It’s interesting. I’ve been noticing a particular behavior among many people lately that has been making me think. When some people have problems, they have this way of trying to make them your problems too.
Now, I’ve been very fortunate to have been raised by two amazing parents who’ve demonstrated to me what self-reliance, love and responsibility mean.
Self-reliance is taking care of one self. Accepting the circumstances of reality and then molding them to become what you want through hard work, dedication and intellect.
Love is something given, not taken. And it’s an amazing foundation to leap from, whether it be one’s love of life, of another or of oneself.

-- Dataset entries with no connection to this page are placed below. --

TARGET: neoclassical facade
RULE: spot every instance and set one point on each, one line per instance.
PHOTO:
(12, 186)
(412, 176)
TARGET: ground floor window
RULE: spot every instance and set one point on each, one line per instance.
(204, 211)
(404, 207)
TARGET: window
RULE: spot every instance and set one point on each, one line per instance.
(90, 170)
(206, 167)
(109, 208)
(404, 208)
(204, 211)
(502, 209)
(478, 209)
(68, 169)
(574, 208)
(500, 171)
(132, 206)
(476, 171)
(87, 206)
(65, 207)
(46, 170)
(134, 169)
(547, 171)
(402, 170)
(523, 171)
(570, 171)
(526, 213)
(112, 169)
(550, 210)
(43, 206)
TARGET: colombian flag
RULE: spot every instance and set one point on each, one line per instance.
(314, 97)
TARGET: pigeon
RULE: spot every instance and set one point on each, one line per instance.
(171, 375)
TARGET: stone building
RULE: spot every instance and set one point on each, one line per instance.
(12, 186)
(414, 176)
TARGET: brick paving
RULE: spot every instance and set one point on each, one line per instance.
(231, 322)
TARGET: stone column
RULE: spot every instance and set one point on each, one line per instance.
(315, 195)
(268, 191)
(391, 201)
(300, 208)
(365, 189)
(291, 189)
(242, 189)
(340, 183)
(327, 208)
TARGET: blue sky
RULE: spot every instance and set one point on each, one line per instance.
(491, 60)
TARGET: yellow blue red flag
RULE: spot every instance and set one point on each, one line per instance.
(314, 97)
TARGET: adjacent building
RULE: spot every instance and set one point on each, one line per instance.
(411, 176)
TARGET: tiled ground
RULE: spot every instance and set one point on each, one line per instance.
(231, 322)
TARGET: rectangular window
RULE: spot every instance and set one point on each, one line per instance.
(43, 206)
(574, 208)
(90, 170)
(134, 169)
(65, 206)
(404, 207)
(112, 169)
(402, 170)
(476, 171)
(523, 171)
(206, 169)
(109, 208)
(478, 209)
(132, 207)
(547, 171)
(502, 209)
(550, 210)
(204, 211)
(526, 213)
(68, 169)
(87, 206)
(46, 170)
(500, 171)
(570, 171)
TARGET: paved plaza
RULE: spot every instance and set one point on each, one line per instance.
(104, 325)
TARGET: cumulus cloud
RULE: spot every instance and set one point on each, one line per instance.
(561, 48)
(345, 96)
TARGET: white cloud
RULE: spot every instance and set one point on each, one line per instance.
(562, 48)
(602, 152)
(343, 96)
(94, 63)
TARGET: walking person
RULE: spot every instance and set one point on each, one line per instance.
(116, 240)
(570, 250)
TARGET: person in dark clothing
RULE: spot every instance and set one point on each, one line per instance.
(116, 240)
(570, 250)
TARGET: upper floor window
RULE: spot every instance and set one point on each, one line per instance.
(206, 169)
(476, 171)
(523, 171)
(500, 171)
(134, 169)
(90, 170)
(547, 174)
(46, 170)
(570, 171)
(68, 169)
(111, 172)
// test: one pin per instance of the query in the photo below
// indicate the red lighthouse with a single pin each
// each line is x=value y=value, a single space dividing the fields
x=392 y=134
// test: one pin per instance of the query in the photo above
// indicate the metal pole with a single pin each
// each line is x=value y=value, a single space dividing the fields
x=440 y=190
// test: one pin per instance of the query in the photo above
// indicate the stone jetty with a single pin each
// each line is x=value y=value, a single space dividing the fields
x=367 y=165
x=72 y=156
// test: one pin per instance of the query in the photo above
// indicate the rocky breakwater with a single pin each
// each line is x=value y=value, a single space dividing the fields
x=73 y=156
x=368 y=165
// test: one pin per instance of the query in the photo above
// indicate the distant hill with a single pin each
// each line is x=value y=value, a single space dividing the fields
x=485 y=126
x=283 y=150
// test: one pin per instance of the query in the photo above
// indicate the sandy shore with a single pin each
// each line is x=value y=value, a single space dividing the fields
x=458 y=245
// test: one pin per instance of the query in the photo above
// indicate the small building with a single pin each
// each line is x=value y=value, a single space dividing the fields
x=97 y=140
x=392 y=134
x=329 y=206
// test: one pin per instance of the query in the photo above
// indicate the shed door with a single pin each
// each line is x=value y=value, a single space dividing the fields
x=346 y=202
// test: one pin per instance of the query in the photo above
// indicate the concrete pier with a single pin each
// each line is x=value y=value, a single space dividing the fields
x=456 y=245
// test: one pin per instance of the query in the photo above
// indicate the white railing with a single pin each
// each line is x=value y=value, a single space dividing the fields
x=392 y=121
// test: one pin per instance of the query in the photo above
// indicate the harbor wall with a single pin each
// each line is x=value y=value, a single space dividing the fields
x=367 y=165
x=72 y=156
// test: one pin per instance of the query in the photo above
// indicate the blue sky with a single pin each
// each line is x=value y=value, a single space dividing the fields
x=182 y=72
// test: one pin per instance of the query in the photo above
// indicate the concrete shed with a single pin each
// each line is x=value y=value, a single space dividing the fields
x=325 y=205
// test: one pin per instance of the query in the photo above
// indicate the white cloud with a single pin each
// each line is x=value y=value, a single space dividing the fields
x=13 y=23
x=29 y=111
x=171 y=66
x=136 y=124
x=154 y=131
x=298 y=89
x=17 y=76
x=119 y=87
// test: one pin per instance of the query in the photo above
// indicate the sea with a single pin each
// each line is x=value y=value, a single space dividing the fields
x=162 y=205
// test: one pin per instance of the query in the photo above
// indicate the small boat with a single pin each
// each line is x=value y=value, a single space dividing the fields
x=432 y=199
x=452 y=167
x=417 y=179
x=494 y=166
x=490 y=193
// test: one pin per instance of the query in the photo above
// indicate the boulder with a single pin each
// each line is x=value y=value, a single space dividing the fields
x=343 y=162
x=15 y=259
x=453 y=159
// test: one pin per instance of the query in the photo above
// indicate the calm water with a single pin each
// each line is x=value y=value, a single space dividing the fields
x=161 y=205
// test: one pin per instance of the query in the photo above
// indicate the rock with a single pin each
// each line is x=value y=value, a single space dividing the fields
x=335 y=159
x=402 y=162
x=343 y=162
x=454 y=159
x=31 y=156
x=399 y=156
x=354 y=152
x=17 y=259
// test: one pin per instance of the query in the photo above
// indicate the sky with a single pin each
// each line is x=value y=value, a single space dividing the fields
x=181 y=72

And love given to you is not to be taken for granted.
And responsibility is accepting the choices one makes and the consequences of such and in regard to circumstances outside of one’s control, it’s about how one deals with them. It’s owning one’s actions.
Now, back to what I’ve been observing. It’s very easy to try to make your problem someone else’s problem. For example, say you drank too much at a bar last night, so you call your boss and say you’re sick and have them cover it for you. Or say you wrecked your car and have no transportation so you continually call others for rides, saying you don’t have a car and can’t get around. Or say your friend couldn’t drive you somewhere, so you argue that’s the reason you couldn’t get somewhere.
But the thing is, your problem is your problem. It’s no one else’s problem.
Now, someone could CHOOSE to help you but that’s a choice they have to make. In my opinion, it shouldn’t be something you expect. Sooooo many seem to have the “woe is me” attitude and when things go wrong, they feel they are owed something or that others should grant them something and many seem to enable this behavior, thinking they’re being a good person or perhaps are acting out of guilt or some misplaced feelings of compassion, but really, it only makes worse, in my opinion. If you enable this behavior, nothing will stop one from passing the buck, from making excuses, from failing to recognize the need to deal with one’s own problems, from accepting responsibility, from repeating this behavior, from trying to make their problems yours.
Your problems aren’t my problems… unless I allow them to be.